Home

 › 

Articles

 › 

Sometimes Good Isn’t Good Enough

Sometimes Good Isn’t Good Enough

When it comes to things like Game of the Year and sales figures, we spend a lot of time looking at consoles. We spend much less time with PC games (unless you’re checking out a PC-centric outlet). It feels like that’s generally due to more of a perceived sense of identity with consoles, what with all the battles over exclusives. But while consoles are busy trading blockbuster blows, the PC space paints a different sort of picture about that slice of the gaming pie. At least on Steam, the current biggest PC gaming platform, it doesn’t seem like the game of the year is really about games of the year anymore.

Every year, Valve runs several end of the year lists based on various metrics. For the purposes of this little discussion, we’re looking at the Best of 2018 Top Sellers list and the Best of 2018 Most Played list. The former is about gross revenue, which means total money brought in from sales, DLC, subscriptions, and so on. The second list is for concurrent players, a metric that has grown more and more important as single video games have become more long term time investments.

The top ten for each list (ordering isn’t clear) are as follows:

Top Sellers

  • The Elder Scrolls Online
  • PUBG
  • Rocket League
  • Rainbow Six Siege
  • CS:GO
  • Assassin’s Creed Odyssey
  • Far Cry 5
  • Grand Theft Auto V
  • Warframe
  • Civilization VI
  • Monster Hunter: World
  • Dota 2

Most Played

  • CS: GO
  • Dota 2
  • Rainbow Six Siege
  • Team Fortress 2
  • Grand Theft Auto V
  • Path of Exile
  • PUBG
  • Realm Royale
  • Warframe
  • Monster Hunter: World

The common theme for both lists is that each one is mostly populated by games that released in years other than 2018. That was what immediately stood out to me when I saw these lists. It’s a complete contradiction to the typical Game of the Year conversations I’m used to, as a PC outsider. But there’s a second common theme as well, and that’s Monster Hunter .

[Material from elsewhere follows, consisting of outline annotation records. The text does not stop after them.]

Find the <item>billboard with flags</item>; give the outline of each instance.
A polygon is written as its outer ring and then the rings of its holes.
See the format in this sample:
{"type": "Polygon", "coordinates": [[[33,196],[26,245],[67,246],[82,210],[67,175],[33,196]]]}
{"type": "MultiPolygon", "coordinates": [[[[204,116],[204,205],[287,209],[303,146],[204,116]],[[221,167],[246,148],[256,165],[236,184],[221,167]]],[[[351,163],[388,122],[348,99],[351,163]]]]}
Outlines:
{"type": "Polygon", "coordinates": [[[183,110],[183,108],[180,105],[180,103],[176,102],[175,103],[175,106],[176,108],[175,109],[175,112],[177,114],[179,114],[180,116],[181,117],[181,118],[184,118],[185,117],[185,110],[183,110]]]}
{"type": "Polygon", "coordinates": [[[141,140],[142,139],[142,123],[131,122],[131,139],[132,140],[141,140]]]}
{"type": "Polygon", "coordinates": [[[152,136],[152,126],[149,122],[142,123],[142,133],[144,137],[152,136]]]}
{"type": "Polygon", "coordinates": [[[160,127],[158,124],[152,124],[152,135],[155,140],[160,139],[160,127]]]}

Monster Hunter: World is an exceptional game in many ways. Not only is it an incredible video game, as evidenced by its miraculous presence in the televised/streamed The Game Awards standings, but it’s also literally the top-selling game in Capcom history. We’re talking a series that, while huge in Japan, never truly took off over here, yet this game arrived and smashed all expectations like a raging Rathalos. On the revenue side, sure, a couple of Ubisoft titles that have tons of name clout showed up, but Monster Hunter is the only 2018 game that made both lists. Part of that is undoubtedly its multiplayer appeal, but Monster Hunter: World hardly has DLC. It generated that revenue on pure sales juice.

Sometimes Good Isn’t Good Enough

To me, that shows me that the service model for games, while a very unstable and competitive space to insert oneself in, is totally working (in a specific way, with asterisks aplenty). Games are sustaining themselves through their service-oriented models for years at a time. What these lists don’t show is the distance between the haves and the have-nots (RIP LawBreakers ), but it is indicative of the kind of successes we’re going to be seeing down the road. In terms of pure metrics, being new and good isn’t enough anymore. You have to be new and exceptional, if you aren’t a game that already has a built-in base feeding into service models. I mean, Far Cry 5 was a controversial game, so it’s hard to speak of its spot, but even Assassin’s Creed: Odyssey stood out among its siblings to both gamers and critics. It too is an exceptional game.

The PC gaming market is still like the Wild West, as much of a stale comparison that is. Marketplaces come and go, and Steam’s spot at the top of the mountain is being actively challenged as 2018 winds down. Part of that vibe is the intense competition, that keeps even larger games from standing out or making an impact in the charts. It’s the space for service games to roam as kings, and as we see clearly here, the space where the 2018-ass Monster Hunter: World shares the stage with Counter-Strike . It’s a striking sign of the times, but in such an unstable space, it can hardly be considered a sign of the future. So what’s next?